The problem here is long-term code detection when pages are reused by the operating system running inside the emulator. For example, a memory page can be allocated by the Linux kernel assigned as code for a single process. The next time the process is created, the page can be allocated as data, but in the described scheme this causes problems, since now a clean data page should undergo a rather slow precoding with each byte record.
Some modern ideas, but not of them, I think are especially pleasant, i.e. All of them have significant disadvantages:
- Use mprotect () when executing the page and catch protection errors with signal handlers. This slows down the recording of many things and makes multi-threaded multi-core emulation a pain.
- When writing instead of updating the preliminary code information, we clear the soft TLB translations associated with the code execution and slightly turn over the information about the dirty page. This should then slow down the code on this page, but at least reading and writing are fast.

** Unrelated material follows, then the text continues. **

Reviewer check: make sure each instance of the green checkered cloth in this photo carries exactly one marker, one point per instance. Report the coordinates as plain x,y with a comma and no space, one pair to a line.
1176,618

The problem is that the next time the page is reused as executable rather than data data, we will have the same problem.
- Navigate to the smaller cache preecode file, which stores a limited number of pages with precode information. Pages age and evict based on LRU policies or something similar. This approach punishes applications that have a fixed memory layout (i.e., many built-in applications).
I believe that literature is not seriously discussed on this topic. What are the general methods that can age pages when they are no longer used, so that, for example, we clear the execution bit and the pre-code memory associated with the page?